Trevor Scott - In 5 years, Apple’s most valuable asset will continue to be the strength of its ecosystem. Apple designs both the hardware and software, their products work better together. As we gain more connected devices in our lives, Apple’s ecosystem becomes stronger and consumers become further entrenched. Not only does this make it difficult for consumers to leave Apple’s ecosystem but it is also a competitive advantage when launching new products.
Andrew Macken - Security. We believe Apple has the highest probability of keeping user data safe, given its closed operating system. And we believe, in a world in which users are increasingly living their lives via online ecosystems – not to mention increased instances of hacking, the value of security to consumers will only increase. With Apple Pay, we are already storing our credit card details and making payments with our smartphones. With Apple’s HealthKit, our medical data may end up in Apple’s cloud. And when it comes to autonomous vehicles, one could not bear to think of the consequences of the vehicle being hacked.

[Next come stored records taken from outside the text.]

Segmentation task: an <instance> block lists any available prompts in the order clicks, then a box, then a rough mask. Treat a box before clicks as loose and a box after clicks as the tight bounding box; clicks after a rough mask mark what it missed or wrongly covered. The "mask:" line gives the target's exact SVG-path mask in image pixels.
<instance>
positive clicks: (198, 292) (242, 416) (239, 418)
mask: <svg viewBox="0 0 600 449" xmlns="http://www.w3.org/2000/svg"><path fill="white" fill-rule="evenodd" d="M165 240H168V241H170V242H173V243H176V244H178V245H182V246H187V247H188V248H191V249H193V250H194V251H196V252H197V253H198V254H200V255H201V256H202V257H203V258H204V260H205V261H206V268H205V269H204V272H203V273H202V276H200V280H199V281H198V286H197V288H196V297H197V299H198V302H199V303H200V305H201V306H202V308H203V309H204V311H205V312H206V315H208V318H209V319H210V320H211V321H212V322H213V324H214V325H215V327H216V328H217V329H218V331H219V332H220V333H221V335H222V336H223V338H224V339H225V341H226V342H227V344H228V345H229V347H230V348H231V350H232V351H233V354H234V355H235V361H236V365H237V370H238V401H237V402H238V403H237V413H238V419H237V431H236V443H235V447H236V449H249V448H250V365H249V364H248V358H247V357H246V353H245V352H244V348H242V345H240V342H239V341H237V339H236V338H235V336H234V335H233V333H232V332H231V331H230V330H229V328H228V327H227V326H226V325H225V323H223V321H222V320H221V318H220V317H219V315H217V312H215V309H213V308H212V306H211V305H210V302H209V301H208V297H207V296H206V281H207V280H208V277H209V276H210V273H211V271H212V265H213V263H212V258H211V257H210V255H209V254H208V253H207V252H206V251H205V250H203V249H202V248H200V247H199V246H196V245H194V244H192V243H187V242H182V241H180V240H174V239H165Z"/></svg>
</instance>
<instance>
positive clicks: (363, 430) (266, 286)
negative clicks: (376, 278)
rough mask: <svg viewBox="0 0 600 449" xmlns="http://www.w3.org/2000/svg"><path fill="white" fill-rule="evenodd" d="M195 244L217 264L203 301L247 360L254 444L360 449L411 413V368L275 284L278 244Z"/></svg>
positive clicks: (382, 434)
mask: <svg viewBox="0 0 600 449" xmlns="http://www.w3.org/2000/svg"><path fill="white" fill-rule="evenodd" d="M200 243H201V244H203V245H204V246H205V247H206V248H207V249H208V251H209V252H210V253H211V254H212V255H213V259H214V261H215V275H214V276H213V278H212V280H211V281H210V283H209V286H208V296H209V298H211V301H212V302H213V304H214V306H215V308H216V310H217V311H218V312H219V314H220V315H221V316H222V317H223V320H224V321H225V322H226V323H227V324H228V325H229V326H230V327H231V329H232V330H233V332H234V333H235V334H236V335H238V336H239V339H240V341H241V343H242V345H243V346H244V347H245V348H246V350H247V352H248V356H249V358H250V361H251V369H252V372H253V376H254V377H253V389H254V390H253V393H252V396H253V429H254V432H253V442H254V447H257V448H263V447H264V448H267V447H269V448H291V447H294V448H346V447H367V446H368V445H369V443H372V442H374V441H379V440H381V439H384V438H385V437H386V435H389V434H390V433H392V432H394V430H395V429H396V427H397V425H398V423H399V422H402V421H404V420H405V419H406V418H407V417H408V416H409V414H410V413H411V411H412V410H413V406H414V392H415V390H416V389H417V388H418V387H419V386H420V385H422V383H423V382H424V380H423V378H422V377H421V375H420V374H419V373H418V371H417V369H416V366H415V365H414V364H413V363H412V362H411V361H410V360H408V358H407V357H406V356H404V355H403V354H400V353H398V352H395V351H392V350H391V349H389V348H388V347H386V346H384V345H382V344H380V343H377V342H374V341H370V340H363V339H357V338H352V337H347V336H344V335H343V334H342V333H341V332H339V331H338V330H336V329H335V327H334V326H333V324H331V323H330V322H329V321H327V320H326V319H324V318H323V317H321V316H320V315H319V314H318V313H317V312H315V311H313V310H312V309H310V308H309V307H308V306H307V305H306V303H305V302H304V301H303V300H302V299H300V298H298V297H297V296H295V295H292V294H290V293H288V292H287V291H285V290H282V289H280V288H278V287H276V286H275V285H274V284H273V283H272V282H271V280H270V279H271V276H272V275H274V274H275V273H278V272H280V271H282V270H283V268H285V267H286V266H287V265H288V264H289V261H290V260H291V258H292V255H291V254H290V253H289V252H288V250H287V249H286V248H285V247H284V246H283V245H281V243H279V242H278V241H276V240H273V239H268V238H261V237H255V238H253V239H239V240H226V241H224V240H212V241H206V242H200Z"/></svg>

Graham Hay - As we near the 10th anniversary of Apple’s iPhone, we are reminded of the aspects of its business that set it apart from others in the industry. Apple’s business model has been to maintain its hardware and software as a tightly integrated bundle, a contrarian position during the PC era when the broader industry embraced specialisation of hardware and software. Having stuck with this belief system through good times and bad, means Apple products today remain uniquely Apple; a claim few in the industry can make.
Apple’s entry into mobile originated from the iPod portable music player, a limited feature set product, but at the same time revolutionary and enabling the company to turn those many tens of millions of customers into automatic buyers of the first iPhone, launched just a few years later. As we look forward to the three new models scheduled for release this month, two will represent extensions of the existing “7” range while one will represent for Apple a major step up in innovation. The introduction of OLED screen technology, wireless charging, 3D sensing and edge to edge display will see Apple incorporate some of the technology already available in high-end Android models. This innovation will come at a cost, however. If Apple is to preserve its industry-leading gross margins, the top-of-the-line handset will likely cost above US$1,000, further widening the pricing premium of IOS over Android-based devices.
Large companies are prone to such conservatism as they seek to protect a profitable core, often leaving them looking inward and reactionary rather than leading through innovation. Apple’s greatest asset, the loyalty of its customer base, gives it a great shot at staying young. Markets around them won’t stand still for long, however.